Os pais já não têm autoridade, combatidos que foram em nome da repulsa ao patriarcado e em razão dos limites impostos às práticas disciplinares adotadas pelas gerações anteriores. A escola também suavizou os controles sociais. Violência como palmatória, quarto escuro e outros procedimentos disciplinares duros foram abolidos. Eram pequenas tragédias que repudiamos. Friedrich Nietzsche (1844 – 1900) concluiu, como estudioso da tragédia grega, que esta era a representação um limite, uma forma de defesa da sociedade. 

A escola adotou métodos voltados para a sensibilização, conforme relata Pascal Bernardin (1960 – vivo) na obra Maquiavel pedagogo. Tentamos afastar o que Sigmund Freud (1856 – 1939), na obra Mal-estar na civilização, entendeu ser uma inconformidade das pulsões de vida e de morte em face das limitações impostas pela convivência social civilizada. Abrimos para a abolição dos citados limites, nas sociedades em que outros fatores concorrem para o retorno à barbárie. 

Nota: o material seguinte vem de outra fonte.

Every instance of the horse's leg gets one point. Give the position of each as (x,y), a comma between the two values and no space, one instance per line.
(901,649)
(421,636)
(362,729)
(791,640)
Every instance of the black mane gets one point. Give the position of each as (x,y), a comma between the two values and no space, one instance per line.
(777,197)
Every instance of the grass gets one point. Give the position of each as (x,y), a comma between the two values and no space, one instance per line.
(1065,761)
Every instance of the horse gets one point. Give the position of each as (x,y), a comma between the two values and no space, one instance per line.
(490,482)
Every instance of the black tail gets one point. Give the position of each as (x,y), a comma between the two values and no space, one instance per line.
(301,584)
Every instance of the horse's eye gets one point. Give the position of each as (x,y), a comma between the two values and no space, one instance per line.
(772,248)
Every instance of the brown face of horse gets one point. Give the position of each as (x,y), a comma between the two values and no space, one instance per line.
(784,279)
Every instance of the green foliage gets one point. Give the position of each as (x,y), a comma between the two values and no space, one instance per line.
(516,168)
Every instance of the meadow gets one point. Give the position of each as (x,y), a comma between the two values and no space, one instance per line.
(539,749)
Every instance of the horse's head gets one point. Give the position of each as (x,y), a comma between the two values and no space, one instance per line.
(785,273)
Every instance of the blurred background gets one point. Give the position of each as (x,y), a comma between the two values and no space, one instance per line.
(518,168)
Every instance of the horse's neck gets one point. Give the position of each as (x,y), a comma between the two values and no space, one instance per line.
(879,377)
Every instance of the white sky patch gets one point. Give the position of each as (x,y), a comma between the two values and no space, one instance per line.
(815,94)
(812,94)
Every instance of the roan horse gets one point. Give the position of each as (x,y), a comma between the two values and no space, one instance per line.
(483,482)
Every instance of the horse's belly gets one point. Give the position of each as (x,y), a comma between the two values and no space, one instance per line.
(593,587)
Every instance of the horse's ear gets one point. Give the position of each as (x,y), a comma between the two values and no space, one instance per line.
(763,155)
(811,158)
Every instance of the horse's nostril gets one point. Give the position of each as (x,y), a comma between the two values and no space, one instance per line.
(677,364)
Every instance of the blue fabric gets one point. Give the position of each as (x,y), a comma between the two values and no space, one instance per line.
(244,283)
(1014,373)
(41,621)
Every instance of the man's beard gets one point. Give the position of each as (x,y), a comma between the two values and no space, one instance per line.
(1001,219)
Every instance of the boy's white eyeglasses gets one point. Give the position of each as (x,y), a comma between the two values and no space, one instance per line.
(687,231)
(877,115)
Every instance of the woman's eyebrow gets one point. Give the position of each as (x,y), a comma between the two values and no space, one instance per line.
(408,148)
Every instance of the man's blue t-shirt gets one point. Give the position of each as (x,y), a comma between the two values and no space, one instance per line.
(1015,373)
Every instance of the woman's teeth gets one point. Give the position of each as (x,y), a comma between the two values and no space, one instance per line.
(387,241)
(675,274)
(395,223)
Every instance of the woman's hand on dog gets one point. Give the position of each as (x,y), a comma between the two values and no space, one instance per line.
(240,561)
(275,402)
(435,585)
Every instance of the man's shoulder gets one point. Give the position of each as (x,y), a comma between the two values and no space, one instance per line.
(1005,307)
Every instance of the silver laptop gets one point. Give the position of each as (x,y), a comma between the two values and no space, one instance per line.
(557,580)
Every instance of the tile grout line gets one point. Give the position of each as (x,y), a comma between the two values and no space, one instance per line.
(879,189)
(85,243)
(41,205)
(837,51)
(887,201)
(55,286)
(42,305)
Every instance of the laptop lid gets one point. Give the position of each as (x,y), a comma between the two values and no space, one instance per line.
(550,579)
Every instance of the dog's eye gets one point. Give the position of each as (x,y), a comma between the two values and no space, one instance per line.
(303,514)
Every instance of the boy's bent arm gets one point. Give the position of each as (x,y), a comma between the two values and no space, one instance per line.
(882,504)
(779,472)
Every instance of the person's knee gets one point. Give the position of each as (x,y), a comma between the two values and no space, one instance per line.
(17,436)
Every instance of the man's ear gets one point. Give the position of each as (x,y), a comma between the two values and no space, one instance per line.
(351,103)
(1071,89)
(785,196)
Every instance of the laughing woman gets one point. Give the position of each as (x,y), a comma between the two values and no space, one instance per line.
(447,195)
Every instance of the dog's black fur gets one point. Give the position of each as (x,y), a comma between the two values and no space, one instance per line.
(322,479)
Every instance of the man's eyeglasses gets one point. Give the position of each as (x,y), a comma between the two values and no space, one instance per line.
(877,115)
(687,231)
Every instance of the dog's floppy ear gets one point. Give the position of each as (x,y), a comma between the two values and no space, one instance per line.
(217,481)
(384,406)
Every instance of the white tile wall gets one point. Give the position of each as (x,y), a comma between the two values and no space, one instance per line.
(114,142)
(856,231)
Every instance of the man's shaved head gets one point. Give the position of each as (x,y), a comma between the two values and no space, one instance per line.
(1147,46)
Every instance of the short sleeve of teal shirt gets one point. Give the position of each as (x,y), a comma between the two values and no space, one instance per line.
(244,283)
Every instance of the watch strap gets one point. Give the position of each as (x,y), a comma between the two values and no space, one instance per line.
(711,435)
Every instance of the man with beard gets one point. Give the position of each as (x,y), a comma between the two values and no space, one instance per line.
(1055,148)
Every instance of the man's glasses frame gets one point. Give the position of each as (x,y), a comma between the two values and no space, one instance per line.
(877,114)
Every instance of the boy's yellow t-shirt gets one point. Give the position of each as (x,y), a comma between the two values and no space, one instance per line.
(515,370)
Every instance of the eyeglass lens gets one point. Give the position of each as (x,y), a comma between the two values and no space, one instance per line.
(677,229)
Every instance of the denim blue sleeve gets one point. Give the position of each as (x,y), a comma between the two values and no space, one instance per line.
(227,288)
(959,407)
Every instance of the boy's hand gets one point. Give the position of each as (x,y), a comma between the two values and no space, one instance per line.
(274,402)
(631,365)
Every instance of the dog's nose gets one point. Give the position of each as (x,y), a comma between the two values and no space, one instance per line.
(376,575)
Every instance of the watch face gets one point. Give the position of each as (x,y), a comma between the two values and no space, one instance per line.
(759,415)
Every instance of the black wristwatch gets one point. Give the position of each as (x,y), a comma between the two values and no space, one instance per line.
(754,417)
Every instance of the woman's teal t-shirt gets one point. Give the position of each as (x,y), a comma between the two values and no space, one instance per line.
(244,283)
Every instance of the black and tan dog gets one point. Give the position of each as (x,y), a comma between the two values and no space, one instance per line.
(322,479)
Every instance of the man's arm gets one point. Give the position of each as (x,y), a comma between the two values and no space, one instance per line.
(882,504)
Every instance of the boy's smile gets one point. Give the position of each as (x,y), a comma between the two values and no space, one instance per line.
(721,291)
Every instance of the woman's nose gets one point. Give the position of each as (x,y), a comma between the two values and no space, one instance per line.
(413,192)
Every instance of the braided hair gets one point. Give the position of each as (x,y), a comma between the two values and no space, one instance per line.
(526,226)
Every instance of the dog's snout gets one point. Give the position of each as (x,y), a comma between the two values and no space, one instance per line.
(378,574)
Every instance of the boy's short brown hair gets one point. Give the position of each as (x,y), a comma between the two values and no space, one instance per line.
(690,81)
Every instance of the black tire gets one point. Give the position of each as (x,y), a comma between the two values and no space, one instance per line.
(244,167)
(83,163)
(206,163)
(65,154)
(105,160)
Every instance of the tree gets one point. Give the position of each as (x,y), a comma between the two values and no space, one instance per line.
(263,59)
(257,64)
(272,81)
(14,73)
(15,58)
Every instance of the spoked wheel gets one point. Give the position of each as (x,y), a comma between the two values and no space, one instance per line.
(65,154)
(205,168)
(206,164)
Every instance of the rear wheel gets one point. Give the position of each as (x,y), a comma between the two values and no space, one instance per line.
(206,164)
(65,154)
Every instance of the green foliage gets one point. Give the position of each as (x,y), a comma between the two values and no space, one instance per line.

Fluxos migratórios, tecnologias de comunicação, urbanização e mudança da dinâmica demográfica não são suficientes para explicar a profunda e rápida mudança cultural. 

Eliminamos a violência regulamentada na escola. Eliminamos as pequenas tragédias. Só restou a violência informal, quando estudantes se agridem das mais diversas formas e professores são ameaçados ou agredidos. A violência oficial era um método grosseiro, que merece repúdio. Mas a violência que havia era regulamentada. (1) Havia pessoa, (2) motivo e (3) circunstância definidas. A palmatória era uso privativo da professora ou de pessoa autorizada por ela. O lugar era o momento da aula. A criança não podia ser espancada com a palmatória na rua ou fora da aula, nem por qualquer motivo ou sem motivo. Hoje o espancamento e até o tiro pode vir de qualquer um, a qualquer hora, por motivo imprevisível. 

(iv) A escolarização e o acesso à cultura letrada 

A escolarização da população cresceu. O acesso à cultura letrada aumentou. Pensadores de grande prestígio tornaram-se conhecidos, ainda por comentários nem sempre fiéis de divulgadores, ainda que nem sempre bem compreendidos, ainda que lidos, descrição do fenômeno feita por Leandro Konder (1936 – 2014) na obra A derrota da dialética. Televisão, rádio, jornais e revistas há muito tempo divulgavam, ao lado de amenidades e vulgaridades, versões do pensamento sofisticado de grandes pensadores, que podem ser muito citados, pouco lidos e ainda menos compreendidos. 

Esta é apenas parte dos fatores que devemos examinar para entender a profunda revolução cultural. Outras variáveis importantes não podem ser negligenciadas quando se queira estudar os fenômenos aqui abordado.